Amanecer Rojo sigue esta línea hibridándose con otro ramal del cine popular de la década, las aventuras infantiles/adolescentes que en esos años facturaba, por ejemplo, la productora Amblin de Steven Spielberg. Una cinta de consumo masivo y juvenil pero ideologizada al máximo con un corte manifiesta y orgullosamente militarista y reaccionario.

         Así pues, el delirio no es solo aberrante en lo argumental -una pandilla de críos que, cual guerrilleros maquis, combaten al invasor soviético, cubano y nicaragüense en la Tercera Guerra Mundial desde su cuartel improvisado en la montaña-, sino también peligroso porque sus intenciones fanatizadoras apuntan, además, a un segmento de población especialmente maleable. Pero, con todo, no deja de ser atractiva, e incluso contagiosa, la fe que John Milius pone en narrar un relato que se ajusta a su pensamiento, tan extremista en determinados aspectos políticos que solo podía ser calificado, como él mismo decía, como un anarquismo zen.

Es la celebración del ser humano en un estado de salvajismo esencial, honesto frente a las malversaciones de la civilización urbana, noble en sus códigos tribales y guerreros. De hecho, también pueden trazarse ecos entre Conan el bárbaro -obra mayor de la aventura fantástica y plasmación de esta concepción histórica, política y social del cineasta- y este Amanecer rojo: el tratamiento épico del paisaje, reforzado por la fanfarria eufórica de Basil Poledouris, el reconocimiento del honor del combatiente, el batallador que se aferra a su coraje con fatalismo hasta inmolarse en un dos contra cientos si es menester.

         Este último concepto hasta sería aplicable a la labor de Milius al frente del proyecto.
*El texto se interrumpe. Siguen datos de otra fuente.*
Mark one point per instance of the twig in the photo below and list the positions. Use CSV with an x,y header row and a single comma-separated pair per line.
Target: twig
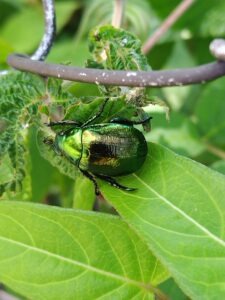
x,y
50,30
177,77
170,20
217,48
118,13
216,151
49,34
No deja de ser admirable la pasión de contador de historias que vuelca el realizador en una película de semejante naturaleza. Interviniendo sobre el libreto de Kevin Reynolds, Milius se desnuda enfervorecido y vierte sus inquietudes mitológicas sobre la hoguera ritual. Conecta a sus jóvenes protagonistas con los padres fundadores de la nación, aquellos pioneros que conquistaban la naturaleza brutal, hibridándose con ella, como mostraba en su guion de Las aventuras de Jeremiah Johnson. Los bautiza en costumbres atávicas. Los viste de de guerreros míticos -el bereber de El viento y el león, el mongol de aquella acariciada ambición de llevar a la gran pantalla la vida de Gengis Kan-. Los enardece con las sentencias del presidente que encarnó estos valores viriles de arrojo y determinación: Theodore Roosevelt cargando con los Rough Riders en la colina de San Juan en la Guerra hispano-cubana.

De ahí proceden los escenarios salvajes a los que Milius dota de una textura lírica y legendaria, sobrecogedores y románticos, bastos y paternales, bañados por luces crepusculares. La extensa estepa, un caballo rápido, halcones en tu puño y el viento en tu cabello.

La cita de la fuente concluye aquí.